Alexander Munoz scite author profile

Diet soda consumption has not been associated with tangible weight loss. Aspartame (ASP) commonly substitutes sugar and one of its breakdown products is phenylalanine (PHE), a known inhibitor of intestinal alkaline phosphatase (IAP), a gut enzyme shown to prevent metabolic syndrome in mice. We hypothesized that ASP consumption might contribute to the development of metabolic syndrome based on PHE’s inhibition of endogenous IAP. The design of the study was such that for the in vitro model, IAP was added to diet and regular soda, and IAP activity was measured. For the acute model, a closed bowel loop was created in mice. ASP or water was instilled into it and IAP activity was measured. For the chronic model, mice were fed chow or high-fat diet (HFD) with/without ASP in the drinking water for 18 weeks. The results were that for the in vitro study, IAP activity was lower (p < 0.05) in solutions containing ASP compared with controls. For the acute model, endogenous IAP activity was reduced by 50% in the ASP group compared with controls (0.2 ± 0.03 vs 0.4 ± 0.24) (p = 0.02).
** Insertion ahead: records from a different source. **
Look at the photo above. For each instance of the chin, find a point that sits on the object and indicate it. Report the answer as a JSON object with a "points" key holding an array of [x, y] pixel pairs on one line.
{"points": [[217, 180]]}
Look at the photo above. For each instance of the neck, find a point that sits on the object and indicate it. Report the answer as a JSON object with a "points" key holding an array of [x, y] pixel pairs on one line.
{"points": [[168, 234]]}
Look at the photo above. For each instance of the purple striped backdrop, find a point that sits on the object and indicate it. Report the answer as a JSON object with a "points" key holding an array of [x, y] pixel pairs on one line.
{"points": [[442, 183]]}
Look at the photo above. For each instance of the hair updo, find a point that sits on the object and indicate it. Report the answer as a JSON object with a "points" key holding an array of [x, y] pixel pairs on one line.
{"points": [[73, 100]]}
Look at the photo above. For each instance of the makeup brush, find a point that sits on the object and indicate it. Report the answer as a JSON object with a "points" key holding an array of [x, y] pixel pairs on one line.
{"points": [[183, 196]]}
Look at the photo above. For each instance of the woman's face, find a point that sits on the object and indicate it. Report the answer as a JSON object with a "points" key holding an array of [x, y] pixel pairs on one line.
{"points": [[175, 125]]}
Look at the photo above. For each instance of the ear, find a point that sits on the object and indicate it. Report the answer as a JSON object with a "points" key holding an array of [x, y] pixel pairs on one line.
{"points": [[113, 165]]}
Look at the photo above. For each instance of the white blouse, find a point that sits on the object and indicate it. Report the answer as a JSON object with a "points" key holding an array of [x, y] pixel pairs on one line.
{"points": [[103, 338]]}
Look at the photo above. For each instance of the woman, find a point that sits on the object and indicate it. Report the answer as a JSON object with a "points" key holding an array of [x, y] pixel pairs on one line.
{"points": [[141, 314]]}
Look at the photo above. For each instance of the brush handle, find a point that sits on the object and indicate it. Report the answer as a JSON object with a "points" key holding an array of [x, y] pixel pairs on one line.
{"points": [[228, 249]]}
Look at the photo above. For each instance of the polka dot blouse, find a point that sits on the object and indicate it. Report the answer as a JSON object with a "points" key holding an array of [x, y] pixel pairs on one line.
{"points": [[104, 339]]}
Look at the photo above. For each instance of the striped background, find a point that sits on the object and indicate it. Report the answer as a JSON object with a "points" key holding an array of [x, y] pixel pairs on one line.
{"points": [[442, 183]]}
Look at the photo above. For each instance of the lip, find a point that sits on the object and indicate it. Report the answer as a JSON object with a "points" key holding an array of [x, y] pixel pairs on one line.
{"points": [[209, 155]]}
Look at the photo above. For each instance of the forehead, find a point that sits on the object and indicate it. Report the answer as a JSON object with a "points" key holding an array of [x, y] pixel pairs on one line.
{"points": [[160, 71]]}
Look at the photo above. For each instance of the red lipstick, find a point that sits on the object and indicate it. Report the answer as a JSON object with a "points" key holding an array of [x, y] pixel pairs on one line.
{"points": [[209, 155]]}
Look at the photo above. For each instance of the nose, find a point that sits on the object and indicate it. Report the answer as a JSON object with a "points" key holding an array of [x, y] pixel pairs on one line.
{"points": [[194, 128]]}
For the chronic model, mice in the HFD + ASP group gained more weight compared with the HFD + water group (48.1 ± 1.6 vs 42.4 ± 3.1, p = 0.0001). Significant difference in glucose intolerance between the HFD ± ASP groups (53 913 ± 4000.58 (mg·min)/dL vs 42 003.75 ± 5331.61 (mg·min)/dL, respectively, p = 0.02). Fasting glucose and serum tumor necrosis factor-alpha levels were significantly higher in the HFD + ASP group (1.23- and 0.87-fold increases, respectively, p = 0.006 and p = 0.01). In conclusion, endogenous IAP’s protective effects in regard to the metabolic syndrome may be inhibited by PHE, a metabolite of ASP, perhaps explaining the lack of expected weight loss and metabolic improvements associated with diet drinks.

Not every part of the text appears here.